Pagemark API is a lightweight bookmark management service built with Flask. It provides a structured way to save, organize, and search URLs using a combination of tags, collections, and full-text search.

The Problem

As digital information grows, simple browser bookmarks become difficult to manage. Pagemark solves this by providing a centralized API to:

  • Organize content beyond simple folders using flexible tagging.
  • Automate grouping with "Smart Collections" that update based on rules.
  • Search through saved content using an integrated full-text search index.
  • Manage Lifecycle with built-in archiving and trash states.

Core Concepts

  • Bookmarks: The primary entity representing a saved URL. Each bookmark includes a title, description, and metadata.
  • Tags: Flat labels that can be attached to any number of bookmarks. Tags have colors and track their own usage counts.
  • Collections: Groups of bookmarks. They come in two flavors:
    • Manual: You explicitly add or remove bookmarks.
    • Smart: They automatically include bookmarks that match a specific filter_rule (e.g., a keyword in the title).
  • Status: Bookmarks move through a lifecycle: active (visible), archived (hidden but kept), and trashed (soft-deleted).

Architecture

The application follows a clean, layered architecture designed for testability and performance:

  1. Routes: Flask blueprints (e.g., app.routes.bookmarks) handle HTTP serialization and status codes.
  2. Service Layer: The BookmarkService (a singleton) orchestrates business logic, validation, and cross-entity updates.
  3. Search Index: An in-memory SearchIndex provides full-text search capabilities using an inverted index.
  4. Repository: The BookmarkRepository abstracts data access. In the current version, this is an in-memory store.
  5. Caching: An internal LRUCache speeds up retrieval of frequently accessed bookmarks.

Use Cases

Create a Bookmark

Save a new URL with a title and description.

from app.services.bookmark_service import BookmarkService

service = BookmarkService()
bookmark, error = service.create_bookmark({
"url": "https://example.com",
"title": "Example Domain",
"description": "A site for examples"
})

Organize with Tags

Create a tag and attach it to a bookmark.

# Create a tag
tag, _ = service.create_tag({"name": "Research", "color": "blue"})

# Update bookmark with the tag ID
service.update_bookmark(bookmark.id, {"tags": [tag.id]})

Search Bookmarks

Perform a full-text search across titles and descriptions.

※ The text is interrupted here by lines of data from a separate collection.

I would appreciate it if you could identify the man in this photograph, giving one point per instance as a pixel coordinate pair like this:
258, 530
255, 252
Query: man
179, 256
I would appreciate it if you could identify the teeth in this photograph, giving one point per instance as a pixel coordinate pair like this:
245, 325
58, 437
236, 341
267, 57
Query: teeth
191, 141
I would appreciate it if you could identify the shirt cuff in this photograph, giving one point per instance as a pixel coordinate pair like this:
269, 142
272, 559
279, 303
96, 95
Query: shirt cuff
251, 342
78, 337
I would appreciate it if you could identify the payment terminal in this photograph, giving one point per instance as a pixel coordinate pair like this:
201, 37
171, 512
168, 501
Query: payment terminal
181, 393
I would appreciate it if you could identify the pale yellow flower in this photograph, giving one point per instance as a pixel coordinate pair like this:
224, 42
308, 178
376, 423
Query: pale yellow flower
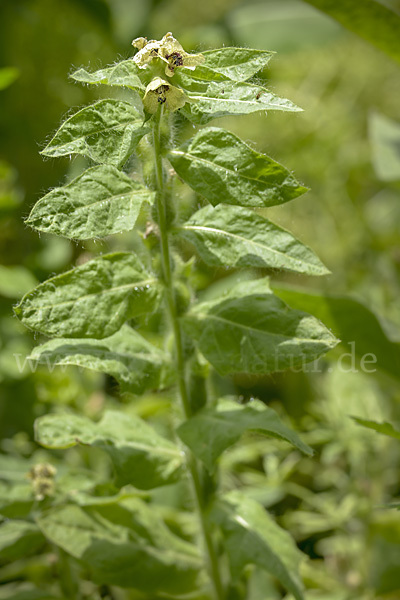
159, 92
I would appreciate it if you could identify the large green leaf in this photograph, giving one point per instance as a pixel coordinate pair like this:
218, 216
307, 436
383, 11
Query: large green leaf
250, 330
367, 342
213, 429
231, 236
123, 74
370, 19
100, 202
221, 167
93, 300
19, 539
210, 100
106, 132
135, 363
253, 537
238, 64
139, 455
124, 544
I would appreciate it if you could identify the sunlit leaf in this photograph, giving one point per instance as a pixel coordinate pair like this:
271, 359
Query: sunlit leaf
230, 236
221, 167
252, 331
106, 132
92, 300
213, 429
100, 202
252, 537
139, 455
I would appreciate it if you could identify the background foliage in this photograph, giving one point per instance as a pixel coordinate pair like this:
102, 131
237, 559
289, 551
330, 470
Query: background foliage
345, 147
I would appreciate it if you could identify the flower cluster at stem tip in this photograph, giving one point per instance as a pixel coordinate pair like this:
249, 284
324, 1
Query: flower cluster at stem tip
171, 54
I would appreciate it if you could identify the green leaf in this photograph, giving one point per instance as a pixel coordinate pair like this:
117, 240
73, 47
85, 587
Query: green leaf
211, 100
384, 428
124, 544
221, 167
230, 236
93, 300
139, 455
100, 202
238, 64
135, 363
253, 537
106, 132
212, 430
19, 539
371, 20
123, 74
253, 331
359, 329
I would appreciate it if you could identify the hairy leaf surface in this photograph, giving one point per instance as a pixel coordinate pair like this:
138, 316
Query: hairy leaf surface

results = service.search("example", limit=10)
for b in results:
print(f"Found: {b.title}")

Smart Collections

Create a collection that automatically groups bookmarks containing the word "Python".

collection, _ = service.create_collection({
"name": "Python Resources",
"type": "smart",
"filter_rule": "python"
})

When to Use

  • Prototyping: Perfect for building bookmarking frontends or browser extensions quickly.
  • Internal Tools: Use it as a backend for team-wide link sharing or resource libraries.
  • Learning: A great example of a layered Flask architecture with in-memory search and caching.

When Not to Use

  • Persistent Storage: The current implementation uses an in-memory repository. Data is lost when the server restarts.
  • High Concurrency: While the service is a singleton, it does not currently implement row-level locking or database transactions.
  • Large Datasets: The in-memory search and storage are optimized for thousands, not millions, of records.

Integration & Stack

  • Framework: Flask 3.0+
  • Language: Python 3.10+ (uses modern type hinting and dataclasses)
  • Dependencies: Minimal (Flask, python-dotenv)
  • Storage: In-memory (pluggable via BookmarkRepository)

Getting Started Pointers

  • Explore the API Reference in the README for a full list of REST routes.
  • Check app/models/bookmark.py to see the full schema for bookmark entities.
  • See app/services/bookmark_service.py for the primary business logic entry point.

Limitations

  • No Authentication: The API is currently open and does not include user accounts or API keys.
  • In-Memory Only: There is no built-in SQLite or Postgres adapter yet.
  • Single User: The repository and search index are shared across the entire application instance.

FAQ

How do I persist data? Currently, you would need to implement a new Repository class that inherits the interface of BookmarkRepository and connects to a database like SQLite or PostgreSQL.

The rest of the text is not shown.